Yoni’s father, Leo, explained that it’s harder to hike with a hearing impairment because it affects a person’s balance.

“When someone is hearing impaired they don’t have balance when they go up and down the mountains,” Leo said.

“It really effects my equilibrium and makes it harder,” Yoni said.

Charitable climb

Yoni not only completed this arduous task of hiking a staggering 46 peaks (all of which are over 4,000 feet in altitude) but he also used his hike of Allen Mountain to raise money for an underprivileged child to get hearing aids through the Center for Hearing and Communication (CHC).
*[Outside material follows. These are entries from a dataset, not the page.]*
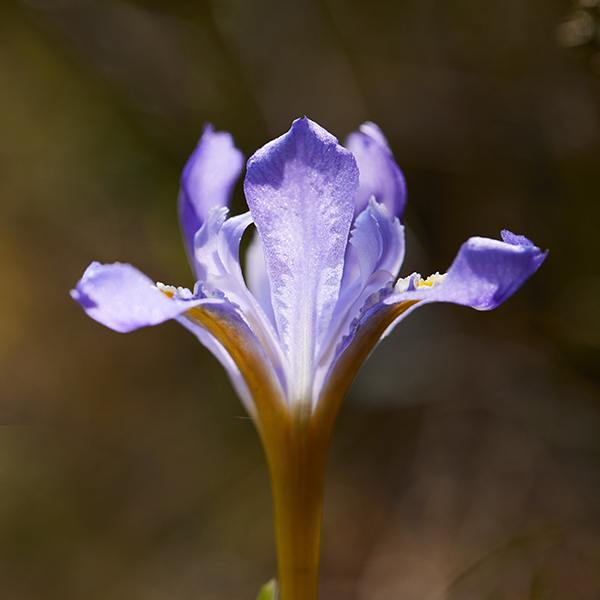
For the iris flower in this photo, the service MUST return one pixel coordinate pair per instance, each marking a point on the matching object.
(319, 290)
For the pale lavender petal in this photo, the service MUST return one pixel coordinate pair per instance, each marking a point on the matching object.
(207, 180)
(121, 297)
(300, 189)
(376, 244)
(484, 274)
(380, 176)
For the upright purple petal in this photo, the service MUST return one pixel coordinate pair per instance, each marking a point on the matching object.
(300, 189)
(380, 176)
(207, 180)
(122, 298)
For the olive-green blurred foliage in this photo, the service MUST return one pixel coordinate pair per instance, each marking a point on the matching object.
(466, 461)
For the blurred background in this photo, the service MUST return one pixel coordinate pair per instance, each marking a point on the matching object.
(466, 462)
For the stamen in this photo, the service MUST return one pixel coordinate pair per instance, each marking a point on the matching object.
(416, 281)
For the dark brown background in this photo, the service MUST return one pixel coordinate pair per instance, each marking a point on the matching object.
(466, 461)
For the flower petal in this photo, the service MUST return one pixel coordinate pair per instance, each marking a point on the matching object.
(207, 180)
(232, 333)
(373, 259)
(300, 189)
(380, 176)
(257, 277)
(376, 244)
(216, 259)
(218, 351)
(484, 274)
(121, 297)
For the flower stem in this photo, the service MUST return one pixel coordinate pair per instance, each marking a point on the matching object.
(297, 456)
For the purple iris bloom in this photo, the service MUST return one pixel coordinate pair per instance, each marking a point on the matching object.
(320, 286)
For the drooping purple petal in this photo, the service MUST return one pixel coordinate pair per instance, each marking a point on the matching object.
(207, 180)
(300, 189)
(121, 297)
(380, 176)
(484, 274)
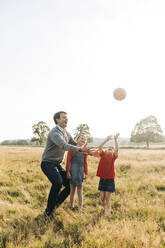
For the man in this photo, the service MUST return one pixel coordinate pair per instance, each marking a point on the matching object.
(58, 141)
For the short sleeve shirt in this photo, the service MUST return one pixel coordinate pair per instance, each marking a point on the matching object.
(106, 167)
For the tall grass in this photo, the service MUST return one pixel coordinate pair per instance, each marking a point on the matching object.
(138, 206)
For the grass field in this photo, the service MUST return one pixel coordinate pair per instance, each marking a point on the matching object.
(138, 206)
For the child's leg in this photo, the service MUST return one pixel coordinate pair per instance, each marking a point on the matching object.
(107, 204)
(72, 193)
(80, 197)
(102, 197)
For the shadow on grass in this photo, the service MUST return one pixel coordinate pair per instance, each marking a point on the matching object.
(160, 188)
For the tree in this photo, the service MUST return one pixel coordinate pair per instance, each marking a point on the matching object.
(147, 130)
(83, 129)
(40, 131)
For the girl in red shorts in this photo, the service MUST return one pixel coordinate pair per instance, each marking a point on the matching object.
(106, 171)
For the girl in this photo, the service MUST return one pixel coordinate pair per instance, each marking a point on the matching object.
(106, 172)
(77, 170)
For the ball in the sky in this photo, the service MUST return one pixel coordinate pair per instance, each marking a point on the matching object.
(119, 94)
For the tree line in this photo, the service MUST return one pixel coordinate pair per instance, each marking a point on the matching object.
(147, 130)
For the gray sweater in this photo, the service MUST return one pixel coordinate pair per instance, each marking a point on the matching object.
(57, 143)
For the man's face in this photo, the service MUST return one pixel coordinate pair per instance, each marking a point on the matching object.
(110, 150)
(81, 140)
(63, 120)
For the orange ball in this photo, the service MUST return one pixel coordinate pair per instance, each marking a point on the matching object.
(119, 94)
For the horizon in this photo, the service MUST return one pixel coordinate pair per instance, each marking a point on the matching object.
(71, 56)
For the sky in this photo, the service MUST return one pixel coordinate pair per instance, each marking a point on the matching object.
(71, 55)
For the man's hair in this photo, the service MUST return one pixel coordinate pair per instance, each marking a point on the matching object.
(57, 115)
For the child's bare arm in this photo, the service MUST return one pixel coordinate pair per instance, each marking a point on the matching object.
(116, 143)
(104, 142)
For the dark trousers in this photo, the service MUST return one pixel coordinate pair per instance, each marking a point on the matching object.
(57, 176)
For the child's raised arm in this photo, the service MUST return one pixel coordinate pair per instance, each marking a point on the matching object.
(104, 142)
(116, 143)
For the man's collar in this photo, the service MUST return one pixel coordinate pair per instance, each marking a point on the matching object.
(61, 129)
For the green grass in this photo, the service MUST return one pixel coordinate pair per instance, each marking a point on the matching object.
(138, 206)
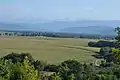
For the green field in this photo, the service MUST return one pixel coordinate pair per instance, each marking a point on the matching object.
(51, 50)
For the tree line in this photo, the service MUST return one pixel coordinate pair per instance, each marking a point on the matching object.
(54, 34)
(23, 66)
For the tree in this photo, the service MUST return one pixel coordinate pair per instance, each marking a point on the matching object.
(105, 50)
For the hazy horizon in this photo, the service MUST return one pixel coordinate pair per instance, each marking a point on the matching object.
(52, 10)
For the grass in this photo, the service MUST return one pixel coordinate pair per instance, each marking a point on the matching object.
(51, 50)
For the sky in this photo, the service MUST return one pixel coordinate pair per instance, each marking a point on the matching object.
(25, 10)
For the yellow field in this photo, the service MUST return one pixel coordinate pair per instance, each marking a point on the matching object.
(51, 50)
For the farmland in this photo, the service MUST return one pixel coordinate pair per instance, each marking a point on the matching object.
(51, 50)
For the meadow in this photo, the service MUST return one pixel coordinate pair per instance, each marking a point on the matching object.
(51, 50)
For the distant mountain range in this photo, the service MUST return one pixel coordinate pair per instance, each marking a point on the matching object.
(101, 27)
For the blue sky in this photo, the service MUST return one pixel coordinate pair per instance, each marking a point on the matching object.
(13, 10)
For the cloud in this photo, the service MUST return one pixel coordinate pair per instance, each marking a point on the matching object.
(89, 10)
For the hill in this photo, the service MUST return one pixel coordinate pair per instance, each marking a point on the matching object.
(98, 30)
(101, 27)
He called his fund-raising project Trekking for Sound.

“We raised a couple thousand dollars,” he said.

Yoni said he got the idea to raise the money for the hearing aids from a soccer game he had last year when he was playing against an underprivileged team. One of the players on the other team had glasses that kept falling off during the game because he was unable to afford alternative eyewear like contacts, and the boy was being teased by others because he kept losing his glasses during the game.

Yoni said it made him think about how hard it must be for people who have an impairment or a disability when they are unable to afford something like glasses or hearing aids to help them with their everyday life.
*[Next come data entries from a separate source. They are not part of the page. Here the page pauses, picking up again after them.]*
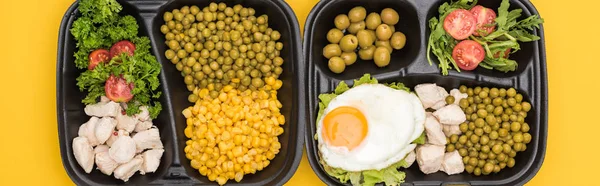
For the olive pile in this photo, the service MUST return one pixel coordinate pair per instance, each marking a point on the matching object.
(373, 36)
(495, 129)
(220, 45)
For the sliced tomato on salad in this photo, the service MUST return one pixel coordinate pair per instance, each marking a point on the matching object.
(96, 57)
(117, 89)
(460, 24)
(486, 20)
(122, 47)
(468, 54)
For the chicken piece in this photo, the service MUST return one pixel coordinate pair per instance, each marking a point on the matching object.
(88, 130)
(101, 148)
(451, 129)
(144, 115)
(122, 150)
(84, 153)
(430, 157)
(125, 171)
(148, 139)
(433, 129)
(430, 94)
(143, 125)
(410, 159)
(452, 163)
(104, 128)
(116, 135)
(125, 122)
(151, 160)
(105, 163)
(103, 109)
(457, 95)
(450, 115)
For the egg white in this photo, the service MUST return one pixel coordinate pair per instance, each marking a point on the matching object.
(395, 118)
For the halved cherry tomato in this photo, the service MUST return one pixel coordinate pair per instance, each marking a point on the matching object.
(486, 20)
(468, 54)
(506, 53)
(122, 47)
(96, 57)
(117, 89)
(460, 24)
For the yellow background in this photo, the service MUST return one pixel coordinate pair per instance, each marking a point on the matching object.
(29, 149)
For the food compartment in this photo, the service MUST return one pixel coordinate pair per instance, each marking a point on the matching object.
(71, 111)
(282, 19)
(527, 162)
(322, 21)
(524, 57)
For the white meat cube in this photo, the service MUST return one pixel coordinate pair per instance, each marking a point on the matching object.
(84, 153)
(433, 129)
(103, 109)
(450, 115)
(453, 163)
(122, 150)
(125, 122)
(104, 129)
(430, 157)
(151, 160)
(457, 95)
(148, 139)
(125, 171)
(430, 94)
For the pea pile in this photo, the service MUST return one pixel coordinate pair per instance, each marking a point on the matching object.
(373, 36)
(230, 61)
(222, 45)
(495, 129)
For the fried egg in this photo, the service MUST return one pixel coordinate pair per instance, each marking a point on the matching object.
(370, 126)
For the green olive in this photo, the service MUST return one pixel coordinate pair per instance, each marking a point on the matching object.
(342, 22)
(357, 14)
(336, 65)
(382, 57)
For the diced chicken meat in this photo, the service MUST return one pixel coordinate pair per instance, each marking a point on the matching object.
(457, 95)
(449, 130)
(151, 160)
(430, 94)
(125, 122)
(115, 134)
(452, 163)
(105, 163)
(143, 125)
(84, 153)
(104, 128)
(433, 129)
(410, 158)
(144, 114)
(103, 109)
(148, 139)
(126, 170)
(430, 157)
(450, 115)
(88, 130)
(123, 149)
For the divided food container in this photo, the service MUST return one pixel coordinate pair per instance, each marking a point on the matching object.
(174, 167)
(410, 66)
(305, 76)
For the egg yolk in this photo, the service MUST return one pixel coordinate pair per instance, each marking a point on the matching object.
(345, 127)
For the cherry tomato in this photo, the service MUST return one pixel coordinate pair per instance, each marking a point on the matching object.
(468, 54)
(122, 47)
(117, 89)
(460, 24)
(506, 53)
(486, 20)
(96, 57)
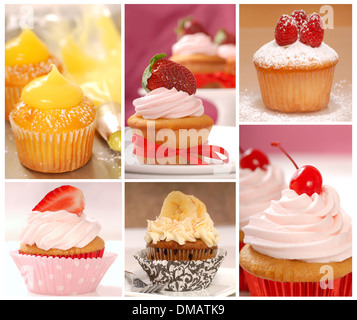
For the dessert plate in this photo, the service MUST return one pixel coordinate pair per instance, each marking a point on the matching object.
(223, 99)
(223, 285)
(222, 136)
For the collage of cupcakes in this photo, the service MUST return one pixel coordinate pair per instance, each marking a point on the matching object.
(125, 124)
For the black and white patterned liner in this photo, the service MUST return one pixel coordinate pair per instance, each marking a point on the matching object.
(181, 275)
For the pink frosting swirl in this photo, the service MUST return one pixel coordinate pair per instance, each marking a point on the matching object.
(197, 43)
(59, 230)
(311, 229)
(168, 104)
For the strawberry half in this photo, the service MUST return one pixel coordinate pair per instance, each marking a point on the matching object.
(66, 198)
(168, 74)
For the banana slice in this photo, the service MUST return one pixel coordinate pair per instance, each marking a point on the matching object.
(180, 206)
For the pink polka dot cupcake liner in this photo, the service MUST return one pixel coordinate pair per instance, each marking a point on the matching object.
(61, 276)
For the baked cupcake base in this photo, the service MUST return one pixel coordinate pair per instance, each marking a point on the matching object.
(267, 276)
(171, 250)
(171, 134)
(295, 90)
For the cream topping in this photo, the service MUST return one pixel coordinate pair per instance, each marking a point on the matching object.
(311, 229)
(197, 43)
(59, 230)
(295, 55)
(227, 51)
(256, 189)
(187, 230)
(168, 104)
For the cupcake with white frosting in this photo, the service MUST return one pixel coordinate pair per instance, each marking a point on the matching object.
(300, 246)
(60, 251)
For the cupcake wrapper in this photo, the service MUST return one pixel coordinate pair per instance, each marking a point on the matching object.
(296, 91)
(61, 276)
(88, 255)
(341, 287)
(181, 275)
(176, 254)
(54, 153)
(243, 285)
(12, 96)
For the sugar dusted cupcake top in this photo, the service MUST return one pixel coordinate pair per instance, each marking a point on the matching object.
(183, 218)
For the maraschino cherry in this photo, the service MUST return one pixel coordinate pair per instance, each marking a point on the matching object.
(252, 159)
(307, 179)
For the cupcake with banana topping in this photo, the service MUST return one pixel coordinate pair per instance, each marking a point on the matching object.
(181, 244)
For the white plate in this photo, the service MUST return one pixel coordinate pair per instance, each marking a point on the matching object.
(224, 137)
(223, 285)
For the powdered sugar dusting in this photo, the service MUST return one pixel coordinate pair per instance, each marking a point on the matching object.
(252, 109)
(293, 56)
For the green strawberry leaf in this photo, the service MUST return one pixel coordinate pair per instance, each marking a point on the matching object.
(147, 72)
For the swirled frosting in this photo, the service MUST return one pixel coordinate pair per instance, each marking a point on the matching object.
(293, 56)
(187, 230)
(59, 230)
(168, 104)
(256, 189)
(197, 43)
(311, 229)
(227, 51)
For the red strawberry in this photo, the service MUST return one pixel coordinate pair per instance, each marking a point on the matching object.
(189, 26)
(286, 31)
(66, 198)
(166, 73)
(224, 37)
(299, 17)
(312, 32)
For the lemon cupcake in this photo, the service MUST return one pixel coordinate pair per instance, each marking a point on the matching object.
(53, 125)
(26, 58)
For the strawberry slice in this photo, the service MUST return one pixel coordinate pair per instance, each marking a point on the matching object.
(66, 198)
(168, 74)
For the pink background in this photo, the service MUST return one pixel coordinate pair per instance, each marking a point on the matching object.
(150, 29)
(336, 139)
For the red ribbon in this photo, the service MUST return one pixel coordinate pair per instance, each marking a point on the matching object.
(148, 149)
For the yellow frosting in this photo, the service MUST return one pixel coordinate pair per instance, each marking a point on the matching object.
(25, 49)
(52, 91)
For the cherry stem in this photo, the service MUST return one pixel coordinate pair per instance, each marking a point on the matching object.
(277, 144)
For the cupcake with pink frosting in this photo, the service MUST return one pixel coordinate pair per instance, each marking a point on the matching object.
(169, 125)
(300, 246)
(60, 251)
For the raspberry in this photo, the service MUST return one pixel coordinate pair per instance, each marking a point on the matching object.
(312, 32)
(286, 31)
(299, 17)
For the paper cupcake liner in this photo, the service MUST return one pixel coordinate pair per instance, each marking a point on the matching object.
(12, 96)
(243, 285)
(341, 287)
(54, 153)
(178, 254)
(88, 255)
(181, 275)
(61, 276)
(295, 91)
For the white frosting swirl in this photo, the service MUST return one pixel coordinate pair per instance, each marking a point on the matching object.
(187, 230)
(311, 229)
(197, 43)
(293, 56)
(59, 230)
(168, 104)
(256, 189)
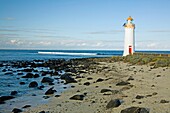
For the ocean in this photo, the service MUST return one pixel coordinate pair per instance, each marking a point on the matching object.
(9, 78)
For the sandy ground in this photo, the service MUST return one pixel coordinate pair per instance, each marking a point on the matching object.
(152, 84)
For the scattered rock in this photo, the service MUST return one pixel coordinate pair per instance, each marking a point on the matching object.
(46, 97)
(139, 97)
(22, 83)
(28, 70)
(122, 83)
(115, 92)
(33, 84)
(14, 92)
(68, 78)
(107, 93)
(105, 90)
(41, 87)
(57, 95)
(164, 101)
(100, 80)
(158, 76)
(42, 112)
(77, 97)
(130, 78)
(89, 78)
(26, 106)
(154, 93)
(16, 110)
(135, 110)
(87, 83)
(36, 75)
(20, 73)
(50, 91)
(8, 73)
(113, 103)
(28, 75)
(47, 80)
(4, 98)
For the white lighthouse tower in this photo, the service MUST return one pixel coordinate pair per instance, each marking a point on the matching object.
(129, 41)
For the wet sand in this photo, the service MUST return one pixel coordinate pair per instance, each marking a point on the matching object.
(147, 88)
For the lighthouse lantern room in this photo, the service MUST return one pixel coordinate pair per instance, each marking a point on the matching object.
(129, 41)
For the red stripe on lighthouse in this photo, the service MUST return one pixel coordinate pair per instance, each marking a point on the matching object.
(130, 50)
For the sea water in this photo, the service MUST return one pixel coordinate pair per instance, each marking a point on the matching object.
(32, 96)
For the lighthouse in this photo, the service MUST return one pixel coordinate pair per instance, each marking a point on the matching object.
(129, 41)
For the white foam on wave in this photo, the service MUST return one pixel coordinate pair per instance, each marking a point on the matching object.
(66, 53)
“That’s when we came up with the idea of raising money for a kid that can’t afford hearing aids,” Yoni said.

The CHC gave the hearing aids that Yoni’s hike funded to a 13-year-old girl living in Florida with her father who couldn’t afford hearing aids.
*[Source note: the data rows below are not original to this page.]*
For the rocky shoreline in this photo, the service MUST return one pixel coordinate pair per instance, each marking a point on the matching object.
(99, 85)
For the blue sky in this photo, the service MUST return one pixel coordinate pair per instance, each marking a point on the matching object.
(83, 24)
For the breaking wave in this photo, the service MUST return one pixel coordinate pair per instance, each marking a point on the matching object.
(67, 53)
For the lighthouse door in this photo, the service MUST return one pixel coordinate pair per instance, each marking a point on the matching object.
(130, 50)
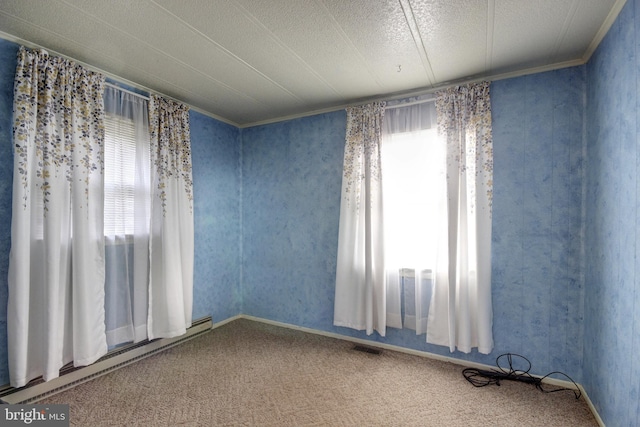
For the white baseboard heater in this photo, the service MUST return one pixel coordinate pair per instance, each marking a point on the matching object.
(71, 376)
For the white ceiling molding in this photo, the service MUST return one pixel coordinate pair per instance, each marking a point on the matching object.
(249, 62)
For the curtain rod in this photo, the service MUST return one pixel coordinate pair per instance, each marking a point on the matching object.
(407, 104)
(126, 90)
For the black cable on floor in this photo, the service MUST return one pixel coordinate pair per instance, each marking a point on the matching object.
(482, 378)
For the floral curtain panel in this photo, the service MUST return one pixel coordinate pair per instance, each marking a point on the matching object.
(171, 243)
(360, 298)
(460, 315)
(56, 285)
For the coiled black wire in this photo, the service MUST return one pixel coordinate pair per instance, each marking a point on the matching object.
(482, 378)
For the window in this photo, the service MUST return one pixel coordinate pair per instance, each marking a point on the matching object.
(119, 175)
(126, 164)
(413, 181)
(413, 185)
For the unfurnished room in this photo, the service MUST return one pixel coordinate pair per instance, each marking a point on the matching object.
(320, 212)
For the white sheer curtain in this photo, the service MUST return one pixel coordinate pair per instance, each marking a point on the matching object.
(56, 268)
(360, 298)
(413, 186)
(460, 315)
(171, 245)
(127, 216)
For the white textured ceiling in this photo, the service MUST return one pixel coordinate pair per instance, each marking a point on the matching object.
(256, 61)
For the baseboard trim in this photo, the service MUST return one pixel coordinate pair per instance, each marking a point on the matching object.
(462, 363)
(116, 359)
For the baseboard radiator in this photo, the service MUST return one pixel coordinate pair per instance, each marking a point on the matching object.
(115, 359)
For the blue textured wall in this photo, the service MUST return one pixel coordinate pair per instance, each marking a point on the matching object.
(217, 181)
(8, 52)
(612, 279)
(291, 204)
(215, 150)
(537, 218)
(291, 176)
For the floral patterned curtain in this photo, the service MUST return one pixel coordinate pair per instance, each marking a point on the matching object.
(56, 268)
(171, 242)
(460, 315)
(360, 299)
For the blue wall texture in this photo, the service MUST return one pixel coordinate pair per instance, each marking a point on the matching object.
(565, 239)
(292, 175)
(612, 264)
(217, 187)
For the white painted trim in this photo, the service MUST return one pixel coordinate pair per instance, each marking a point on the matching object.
(31, 394)
(604, 29)
(593, 408)
(225, 321)
(112, 76)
“I think we’re going to continue this project so we can provide more hearing aids to more people,” Yoni said.

After completing his fund-raiser, he was given the Young Achiever Award from the CHC. Yoni said he felt honored that the CHC had selected him for the award.

“It was nerve-wracking at first because I had to give a speech … but I was happy,” Yoni said.

Yoni’s parents Leo and Sharon said they are incredibly proud of Yoni and his Trekking for Sound project.

“It’s inspiring, he inspires so many people,” Sharon said.

In Yoni’s speech, he discussed the obstacles that people with disabilities face every day.

“Growing up hearing impaired has challenged me each and every day … I have felt very alone many times in my life, growing up as the only hearing-impaired individual in my high school,” he said.

In his speech, Yoni discussed how he has been discriminated against due to his disability and how he refuses to let his hearing impairment prevent him from achieving his goals. He said it makes him “a stronger person.”

“I have felt rejected and even discriminated against for being hearing disabled,” Yoni said.  “Those of us who have hearing disabilities are judged because we look different and sound different, but we are not broken … Being disabled should in no way hamper an individual to accomplish whatever milestone one sets for him or herself.”

Person to watch

Yoni plays travel soccer and attended the USA Men’s Deaf National Soccer Team training camp for three days in Dallas, Texas, and made their developmental team in April. It was the first time he had the opportunity to play soccer with other hearing-disabled individuals.

Yoni also helps Alexis run their hiking website that provides fellow hikers with tips and information about hiking the peaks in New York. He’s a drummer in the Westchester County Band and Orchestra and he’s an honor roll student at John Jay High School.

In June, he will attend AG Bell’s prestigious leadership LOFT program for high school students with hearing disabilities in Denver, Colo., being one of the youngest attendees accepted into this competitive program. He is one of 20 individuals who was selected to attend the program.

Yoni said that he hopes to attend medical school in the future to become an ENT (ear, nose and throat) doctor to help hearing-impaired children and that he was inspired to follow this career path by his doctor.

“I want to do operations on kids with cochlear implants so I can help change their lives,” he said.

Jonathan “Yoni” Leiderman hikes his 46th peak on Mount Allen. — Courtesy of Leo Leiderman.